L’humain par son interdépendance symbiotique, hôte de microbiotes divers, est désormais un "holobionte de type humain", une définition que des êtres venus d’ailleurs prendraient certainement en compte et qui est l’intitulé de notre carte d’identité cosmique. Notre passeport ; « Holobionte de type humain, planète Terre, système solaire ».
Avec la sonde « New Horizon » il est prévu de stocker un message téléchargé sur son ordinateur et qui ne sera pas émis, cette initiative prolongerait la tradition des sondes Voyagers ! L’immensité de l’espace est un concept que nous n’acceptons pas, peur du vide, peur d’être seuls dans l’univers, ou peur d’être seul tout simplement ?
La Terre est devenue planète extraordinairement complexe, comme ces exoplanètes avec leurs spécificités, on s’en doute, très complexes aussi. Il n’y a plus une seule évolution, mais des évolutions multiples dans un contexte général commun et personnalisé dans chaque système planétaire. Notre exemple vivant n’est plus, que, ce qui s’est passé sur Terre et pas ailleurs, même sous les lois communes de l’univers. Le phénomène vivant est peut-être plus rare que l’on pensait et peut-être même spécifique à la Terre, toutefois ailleurs, de possibles spécificités de coévolution sont probables.
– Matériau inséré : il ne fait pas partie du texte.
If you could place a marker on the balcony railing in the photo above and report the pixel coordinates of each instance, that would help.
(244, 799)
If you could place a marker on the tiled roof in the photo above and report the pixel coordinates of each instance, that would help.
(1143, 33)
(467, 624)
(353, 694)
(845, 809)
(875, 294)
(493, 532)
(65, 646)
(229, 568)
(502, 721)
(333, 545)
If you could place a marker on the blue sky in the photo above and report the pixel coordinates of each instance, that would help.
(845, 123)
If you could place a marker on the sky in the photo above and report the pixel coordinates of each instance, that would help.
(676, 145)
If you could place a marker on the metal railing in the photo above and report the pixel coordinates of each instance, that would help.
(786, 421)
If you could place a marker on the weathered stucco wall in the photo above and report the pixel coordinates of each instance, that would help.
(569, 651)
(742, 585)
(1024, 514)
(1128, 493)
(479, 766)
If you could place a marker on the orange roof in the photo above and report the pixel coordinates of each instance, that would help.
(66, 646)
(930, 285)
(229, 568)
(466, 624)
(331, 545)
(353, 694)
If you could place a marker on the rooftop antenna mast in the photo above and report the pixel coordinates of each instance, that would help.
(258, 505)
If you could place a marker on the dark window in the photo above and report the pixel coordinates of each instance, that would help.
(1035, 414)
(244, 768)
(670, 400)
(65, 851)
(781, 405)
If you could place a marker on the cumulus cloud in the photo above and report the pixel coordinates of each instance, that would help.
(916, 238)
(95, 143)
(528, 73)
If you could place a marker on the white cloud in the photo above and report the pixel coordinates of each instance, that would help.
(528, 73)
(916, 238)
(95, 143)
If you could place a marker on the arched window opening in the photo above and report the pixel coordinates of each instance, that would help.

L’univers physique vu de nôtre vingt et unième siècle nous apparaît encore plus gigantesque qu’il ne l’était, voir; Développements page 2 ; bien au-delà et l'on peut aussi mieux appréhender cet infiniment petit qui semble nous positionner au milieu de l’échelle des grandeurs. On arrive à cartographier des multitudes d’étoiles en trois dimensions et des millions de galaxies ! L’univers devient plus dangereux, hostile à la vie, incontournable et le traverser même pour quelques années-lumière est gageure certaine. Un vaisseau si gigantesque qu’il soit, n’est qu’une poussière dans un très vaste océan.
Ce que l’on pensait acquis est désormais remis en question par des avalanches de découvertes, qui pour certaines, consolident les bases de ce que nous savons et qui met ainsi au garage bien de fausses espérances. L’échelle des temps passés est un fait et ce passé est inaltérable, le futur à venir est ouvert, (personne ne voyage dans le temps, mais on peut créer son propre temps), l’univers reste immensément immense (pour les autres aussi) et la vie que nous connaissons spécifiquement terrestre.
Ci-dessous holobiontes de type humain. Image sous licence Pixabay.

Les grandeurs de l’espace et du temps font que nous ne rencontrerons pas d’êtres a nous similaires.
Le grand silence des astres, s’il se confirme, est un état à considérer qui indique peut-être que les civilisations n’ont pas d’avenir à long terme. Si l’univers nous a fait l’honneur d’être les premiers, ne serait-il pas de bon ton d’en être digne ?
Trouverons nous la vie ailleurs ? Ce qui est certain c’est que notre compréhension de tous les phénomènes, toutes disciplines confondues, ira en augmentant et que nous aurons des réponses et que ces réponses seront ce qu’est l’univers et non ce que nous voulons qu’il soit.
Trouver la vie ailleurs c’est aussi entretenir la vie diversifiée qui est sur Terre, surtout si l’on veut installer ailleurs le monde humain qui n’est qu’un composant de la vie sur Terre.